A trip to Dingle

Órna Loughnane

by Órna Loughnane

Story
Ireland 1955

The horse and buggy would be ready for the trip to Dingle town tomorrow morning, her mother assured her at bedtime when she was anything but sleepy. Get your rest a chroi, and be ready for the day ahead, to remember all my messages, to lead your father straight up the main street, to Foxy John’s for the candles and thread, a sieve and a set of nails, then into Dick Mack’s for the leather strap, to Curran’s for the sacks of maize-meal and flour, and to Kenedy’s for the sausages and black pudding. Her mother recited the activities that were to be accomplished the following day, keeping her daughter wide awake, as she looked wistfully at the curtains blowing gently in the fresh evening breeze. They would go without her mother to Dingle tomorrow for the big monthly shop. She would need to remain at home to milk the cows, boil more than twenty eggs, bake a currant loaf and buttermilk bread whose crumbling fresh slices, slathered with butter, she would place in a basket with a rag-stuffed bottle of sweet milky tea, sending it over with Séan to the spailpíní in the field beyond, so they would have lunch in between the cutting of long summer grass.

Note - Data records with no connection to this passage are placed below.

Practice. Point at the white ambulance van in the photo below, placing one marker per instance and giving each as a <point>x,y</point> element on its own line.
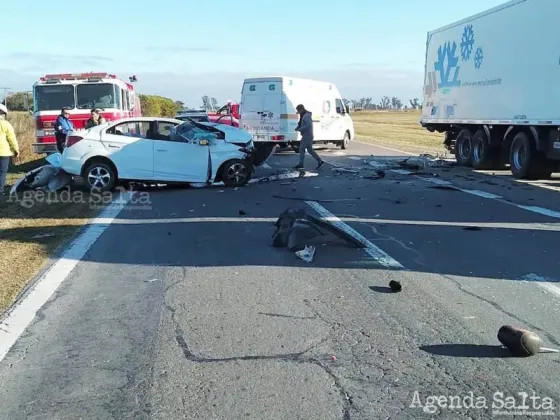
<point>268,112</point>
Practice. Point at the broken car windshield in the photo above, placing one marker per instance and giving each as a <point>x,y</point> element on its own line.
<point>187,131</point>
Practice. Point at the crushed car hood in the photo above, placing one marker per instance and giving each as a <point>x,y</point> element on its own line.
<point>232,134</point>
<point>47,177</point>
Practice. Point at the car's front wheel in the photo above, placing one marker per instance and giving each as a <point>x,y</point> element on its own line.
<point>100,176</point>
<point>236,173</point>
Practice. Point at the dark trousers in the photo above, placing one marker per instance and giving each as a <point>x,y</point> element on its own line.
<point>306,143</point>
<point>4,164</point>
<point>60,141</point>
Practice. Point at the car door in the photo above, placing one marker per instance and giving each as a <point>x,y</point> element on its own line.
<point>179,158</point>
<point>130,149</point>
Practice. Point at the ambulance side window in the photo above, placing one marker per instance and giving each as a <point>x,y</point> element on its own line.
<point>339,106</point>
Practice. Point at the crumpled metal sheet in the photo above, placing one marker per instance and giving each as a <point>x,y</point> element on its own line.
<point>48,177</point>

A lone bee played between the curtains in her bedroom, searching among them perhaps for a garden flower that, had not night fallen upon them all, would be opened up to the sun. Neither the sheep nor cows seemed to have a notion of sleep on this promising summer night and their lowing was heard through the open window blending wakefully with the sound of anxious anticipation in her mother’s voice; all of it hardly a soothing lullaby.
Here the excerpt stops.